Joni Woolf: Home economics — it moved beyond cooking and sewing, a long time ago

Published 11:00 am Wednesday, January 13, 2016

When I was a ninth-grader at Quitman High School in Brooks County, Georgia, all the girls in my class took home economics — what we called home ec. We learned a little about cooking, were required to sew together one piece of clothing (I chose a print gathered skirt, which of course my mother had to complete for me), and we had the extra advantage of having a few of the popular football players in the class. It was considered a very easy course, and one they could sit through while they watched the girls agonizing over sewing a straight seam (I think none of them made a piece of clothing).
How things have changed since the 1950s! Earlier this week, I had a delightful interview with Caitlin Reid, a bridal consultant with Minick Interiors, who studied home economics — and much more — at the University of Georgia. As soon as we shook hands, I liked her: she didn’t just offer the three middle fingers that so many women do: she grasped my hand in a real handshake, and I knew right away that she was a young woman who was sure of herself — one who knew what she wanted out of life.
Caitlin grew up around adults who knew how to turn a house into a home, learning through family lore how her grandmother, Ella Pryor Reid, a farmer’s wife, created a loving, welcoming home on the family property in Sumter County. It became the place where everyone wanted to be — and where Caitlin learned that families deserve special occasions, with style. She apparently inherited that love of the homeplace, of wanting to make guests comfortable, to entertain in a fashion that was both relaxed and stylish. Her grandmother, she said, even catered weddings, and could put on a sophisticated party that was the envy of friends.
Now with a degree in family and consumer sciences in dietetics from the University of Georgia, Caitlin is helping young brides and grooms make choices related to the kinds of entertaining they hope to do when they are settled into their homes, and how to maintain good healthy habits for long and happy lives. Her degree not only covered home economics; she also studied consumer foods, journalism, nutrition and dietetics. In practical terms, it is a broad education in the art of a healthy life-style, one with statistics to back up the information Caitlin puts on the table when she is discussing lifestyles and entertaining with young couples.
The entertaining — including the cooking — that is done by young married folks today is far more casual than their parents’ style. Often the cooking is done around an outdoor grill, or stir-fried over the stove while the guests gather in the kitchen so they can all share the experience. They buy less silver, less fine china. But they still want to present a colorful, happy mix of tableware, linens and utensils.
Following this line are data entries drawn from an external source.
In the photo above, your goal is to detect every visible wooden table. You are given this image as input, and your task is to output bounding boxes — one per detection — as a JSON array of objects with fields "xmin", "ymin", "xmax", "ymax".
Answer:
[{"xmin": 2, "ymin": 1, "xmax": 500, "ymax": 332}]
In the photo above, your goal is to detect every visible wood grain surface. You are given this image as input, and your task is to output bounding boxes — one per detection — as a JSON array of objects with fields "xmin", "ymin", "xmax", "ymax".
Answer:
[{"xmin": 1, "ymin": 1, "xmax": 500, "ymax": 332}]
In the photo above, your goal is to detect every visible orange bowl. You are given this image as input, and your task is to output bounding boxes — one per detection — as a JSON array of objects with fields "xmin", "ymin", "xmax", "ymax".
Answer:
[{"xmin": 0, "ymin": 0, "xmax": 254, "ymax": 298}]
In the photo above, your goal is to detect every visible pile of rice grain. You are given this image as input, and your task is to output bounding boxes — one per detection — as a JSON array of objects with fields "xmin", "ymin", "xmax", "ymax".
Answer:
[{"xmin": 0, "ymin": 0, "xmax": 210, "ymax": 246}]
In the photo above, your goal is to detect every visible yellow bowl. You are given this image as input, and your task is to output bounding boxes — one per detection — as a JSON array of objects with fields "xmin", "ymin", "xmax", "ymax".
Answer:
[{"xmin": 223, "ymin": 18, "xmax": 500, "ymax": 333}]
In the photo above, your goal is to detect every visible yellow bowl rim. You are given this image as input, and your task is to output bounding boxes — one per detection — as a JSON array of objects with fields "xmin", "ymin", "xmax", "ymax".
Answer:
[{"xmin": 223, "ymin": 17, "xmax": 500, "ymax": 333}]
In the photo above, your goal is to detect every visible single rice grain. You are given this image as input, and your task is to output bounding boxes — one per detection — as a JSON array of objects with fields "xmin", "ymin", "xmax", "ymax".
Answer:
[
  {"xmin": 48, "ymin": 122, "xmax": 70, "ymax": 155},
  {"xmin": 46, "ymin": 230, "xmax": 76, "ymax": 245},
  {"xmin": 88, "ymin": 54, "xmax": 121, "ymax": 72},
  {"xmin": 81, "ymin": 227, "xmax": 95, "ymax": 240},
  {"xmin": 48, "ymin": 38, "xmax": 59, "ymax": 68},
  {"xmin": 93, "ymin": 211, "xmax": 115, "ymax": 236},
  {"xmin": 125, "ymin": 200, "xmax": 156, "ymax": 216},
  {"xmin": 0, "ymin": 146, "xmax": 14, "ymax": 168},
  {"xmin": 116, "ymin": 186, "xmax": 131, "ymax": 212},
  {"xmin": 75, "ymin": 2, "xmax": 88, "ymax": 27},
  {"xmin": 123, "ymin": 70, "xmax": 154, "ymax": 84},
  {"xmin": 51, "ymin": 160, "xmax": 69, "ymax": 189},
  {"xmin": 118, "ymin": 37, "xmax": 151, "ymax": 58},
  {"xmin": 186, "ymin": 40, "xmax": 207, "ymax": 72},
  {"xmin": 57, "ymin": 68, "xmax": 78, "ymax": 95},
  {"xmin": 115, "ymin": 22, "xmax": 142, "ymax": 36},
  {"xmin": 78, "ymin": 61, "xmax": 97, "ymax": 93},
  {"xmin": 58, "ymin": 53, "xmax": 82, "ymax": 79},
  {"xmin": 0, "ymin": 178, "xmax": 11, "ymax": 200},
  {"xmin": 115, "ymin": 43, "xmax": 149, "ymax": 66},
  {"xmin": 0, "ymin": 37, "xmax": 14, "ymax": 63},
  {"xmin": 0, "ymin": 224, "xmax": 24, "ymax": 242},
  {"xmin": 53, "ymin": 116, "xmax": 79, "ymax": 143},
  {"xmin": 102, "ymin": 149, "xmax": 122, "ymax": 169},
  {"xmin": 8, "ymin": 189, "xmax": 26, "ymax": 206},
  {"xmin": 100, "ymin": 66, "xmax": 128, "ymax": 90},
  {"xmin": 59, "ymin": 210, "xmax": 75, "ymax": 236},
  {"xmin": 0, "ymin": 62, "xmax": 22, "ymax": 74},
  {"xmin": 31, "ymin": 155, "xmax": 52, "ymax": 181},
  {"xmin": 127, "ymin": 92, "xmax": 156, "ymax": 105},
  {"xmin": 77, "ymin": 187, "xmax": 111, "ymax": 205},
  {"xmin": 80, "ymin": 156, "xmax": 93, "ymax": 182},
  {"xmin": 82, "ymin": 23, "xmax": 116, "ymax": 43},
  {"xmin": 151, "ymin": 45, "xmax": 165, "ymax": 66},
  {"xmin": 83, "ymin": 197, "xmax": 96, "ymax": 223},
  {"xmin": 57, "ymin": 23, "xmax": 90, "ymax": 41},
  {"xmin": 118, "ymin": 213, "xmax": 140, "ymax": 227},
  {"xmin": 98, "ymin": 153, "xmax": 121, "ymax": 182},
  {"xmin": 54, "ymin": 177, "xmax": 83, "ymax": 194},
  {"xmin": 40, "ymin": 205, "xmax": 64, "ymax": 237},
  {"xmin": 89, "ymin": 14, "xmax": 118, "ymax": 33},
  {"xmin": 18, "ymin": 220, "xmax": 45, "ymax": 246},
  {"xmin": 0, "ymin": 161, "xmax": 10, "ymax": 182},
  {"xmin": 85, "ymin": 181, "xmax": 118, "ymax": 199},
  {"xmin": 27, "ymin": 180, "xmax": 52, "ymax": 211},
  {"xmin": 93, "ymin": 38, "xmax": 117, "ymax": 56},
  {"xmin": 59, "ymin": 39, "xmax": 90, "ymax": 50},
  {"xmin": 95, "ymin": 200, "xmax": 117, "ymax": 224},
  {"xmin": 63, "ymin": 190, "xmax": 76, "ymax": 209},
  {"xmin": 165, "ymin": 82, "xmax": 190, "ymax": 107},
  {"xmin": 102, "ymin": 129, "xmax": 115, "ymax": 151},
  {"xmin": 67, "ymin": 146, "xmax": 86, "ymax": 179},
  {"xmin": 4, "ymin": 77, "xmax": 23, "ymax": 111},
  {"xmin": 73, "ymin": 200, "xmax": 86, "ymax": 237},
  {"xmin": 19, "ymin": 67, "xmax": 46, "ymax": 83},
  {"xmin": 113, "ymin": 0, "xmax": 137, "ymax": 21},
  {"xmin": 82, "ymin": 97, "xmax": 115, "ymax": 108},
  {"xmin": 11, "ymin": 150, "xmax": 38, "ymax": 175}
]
There may be less silver, but there’s no less style — it’s just their style, not their parents’.
My generation could learn something from the younger ones: Make it a little less trouble, a little more casual, and we may find that we have folks over more often, worrying less about the perfect silver and china, and more about the ambiance of a pleasant room with a few wildflowers in a vase — and a host of friends all around. I look forward to learning more from Caitlin, about health, exercise, entertaining — a host of issues she’s on top of. In the meantime, ask a few friends over and serve this easy pot roast that can cook all afternoon, untended. If guests ask what they can bring, perhaps a loaf of good bread and a bottle of red wine would be nice accompaniments. When guests arrive, just toss a salad, bring the roast from the oven and voila! You are ready to entertain.

Pot Roast
1 3 to 4 pound chuck roast
Flour, salt and pepper to cover both sides of roast
2 onions, chopped
2 tablespoons olive oil
1 cup cold coffee
1 cup beef bouillon
5 Irish potatoes, cut into large pieces
6 carrots, cut into large pieces
Salt, pepper and flour roast on both sides. Brown in olive oil in skillet, along with chopped onions. Place in Dutch oven, pour coffee and bouillon over roast and cook for 5 hours at 300 degrees F. After 3 hours, add the potatoes and carrots around the roast, pushing down toward bottom of Dutch oven. When done, remove to platter and cut meat into serving pieces. If more gravy is needed, after everything is removed from the pot, dissolve 1/2 cup flour in one cup water, add to pot, and stir over low heat until thickened. Add more water as necessary. Delicious.